Treatment Guidelines for Non-Displaced Angulated Fracture of the Proximal Phalanx
Non-displaced angulated fractures of the proximal phalanx should be treated conservatively with splinting in the intrinsic plus position, followed by early controlled mobilization, unless the angulation exceeds 25° in the sagittal plane or 10° in the coronal plane. 1
Initial Assessment and Immobilization
When evaluating a non-displaced angulated proximal phalanx fracture, consider:
- Degree of angulation (acceptable if <25° in sagittal plane, <10° in coronal plane)
- Presence of rotation (any rotational deformity is unacceptable)
- Stability of the fracture
The recommended immobilization technique involves:
- A dorsopalmar splint with the wrist in 30° dorsiflexion
- Metacarpophalangeal (MCP) joints flexed at 70-90° (intrinsic plus position)
- Proximal interphalangeal (PIP) and distal interphalangeal (DIP) joints free to move 2
This position takes advantage of the extensor aponeurosis, which becomes taut and covers two-thirds of the proximal phalanx, providing natural splinting of the fracture 2.
Treatment Algorithm
For Stable Non-Displaced Angulated Fractures:
- Apply dorsopalmar splint in intrinsic plus position
- Begin immediate active PIP and DIP joint exercises
- Maintain splint for 3-4 weeks
- Follow up with radiographs to ensure maintenance of reduction
For Initially Unstable Fractures:
- Perform closed reduction
- Apply dorsopalmar splint in intrinsic plus position
- If reduction is maintained and stable, continue with conservative management
- If reduction cannot be maintained or angulation exceeds acceptable limits, proceed to surgical fixation (typically with K-wires) 3
Mobilization Protocol
Early controlled mobilization is crucial for optimal outcomes:
- Begin active PIP and DIP joint exercises immediately while the MCP joint remains immobilized
- This prevents stiffness and edema while promoting healing 2, 1
- After 3-4 weeks, begin weaning from the splint
- Implement a home exercise program focusing on active and passive range of motion exercises 4
Expected Outcomes
With appropriate conservative management, patients can expect:
- Complete bony union in virtually all cases
- Good functional outcomes with minimal pain
- Median PIP joint extension of -4° and mean total active motion of 253° 1
- Return to full activities within 6-8 weeks
Indications for Surgical Management
Consider surgical intervention (typically closed reduction with percutaneous pinning or open reduction with internal fixation) when:
- Angulation exceeds 25° in sagittal plane or 10° in coronal plane after attempted reduction
- Rotational deformity is present
- Fracture is unstable and cannot maintain reduction
- Intra-articular involvement 3
Monitoring and Follow-up
- Regular radiographic assessment to ensure maintenance of reduction
- Monitor for complications such as:
- Joint stiffness
- Malunion
- Rotational deformity
- Extensor lag
Special Considerations
For pediatric patients, Salter-Harris type II fractures of the proximal phalanx are most common.

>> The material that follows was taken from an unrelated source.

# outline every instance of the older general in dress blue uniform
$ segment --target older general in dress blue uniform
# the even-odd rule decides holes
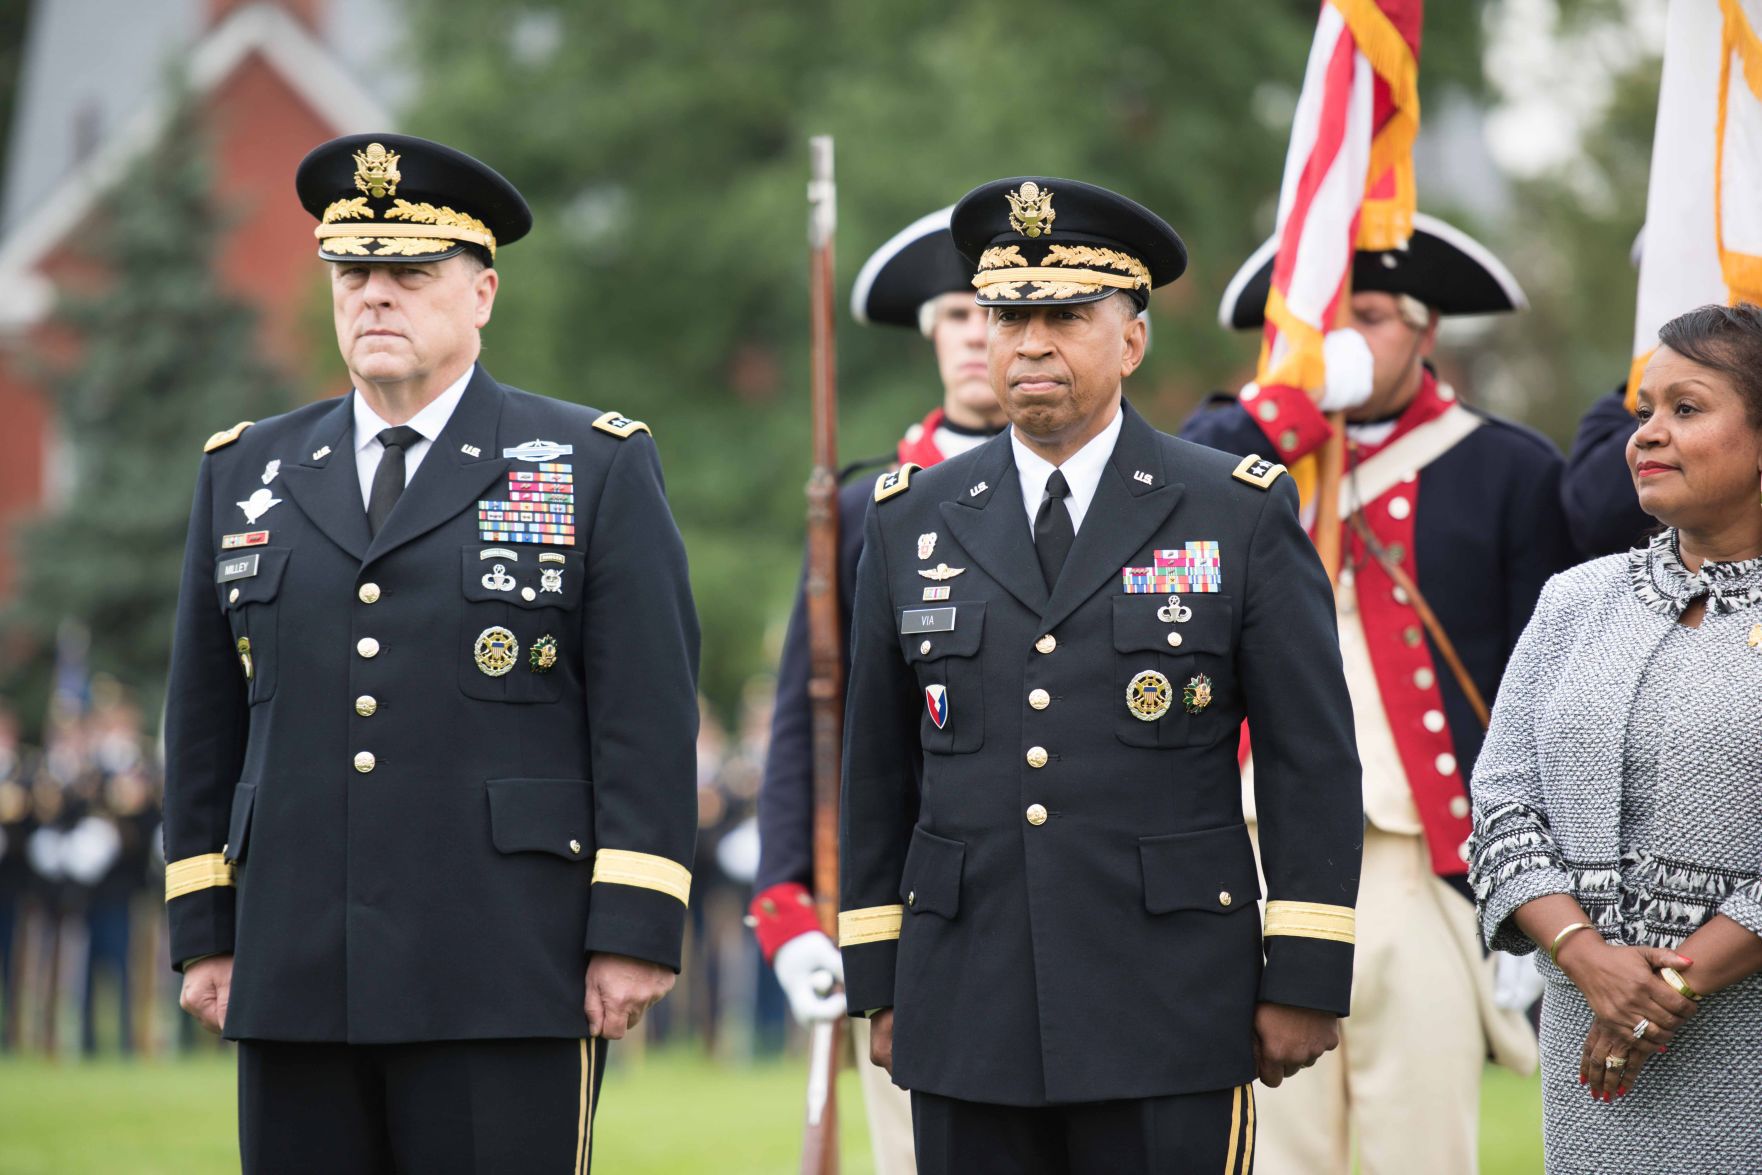
[[[184,1005],[247,1171],[581,1171],[672,985],[698,627],[646,426],[477,365],[501,176],[357,135],[296,181],[354,390],[207,445],[166,720]]]
[[[1172,229],[984,185],[955,243],[1010,431],[876,486],[840,938],[920,1170],[1244,1170],[1258,1075],[1337,1040],[1362,817],[1332,597],[1281,467],[1121,398]],[[1263,929],[1237,730],[1253,720]],[[1264,734],[1262,733],[1264,732]]]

These fractures are typically more stable after reduction than adult fractures and have excellent healing potential 5.
For elderly patients or those with osteoporosis, consider:
- Longer immobilization period (4-5 weeks)
- Calcium and vitamin D supplementation
- Careful monitoring for skin breakdown under splint
The American Heart Association and American Red Cross guidelines (2024) emphasize that splinting of fractured extremities is useful to reduce pain, reduce risk for further injury, and facilitate transport to a medical facility 6. They also recommend treating deformed fractured extremities in the position found unless straightening is necessary for safe transport 6.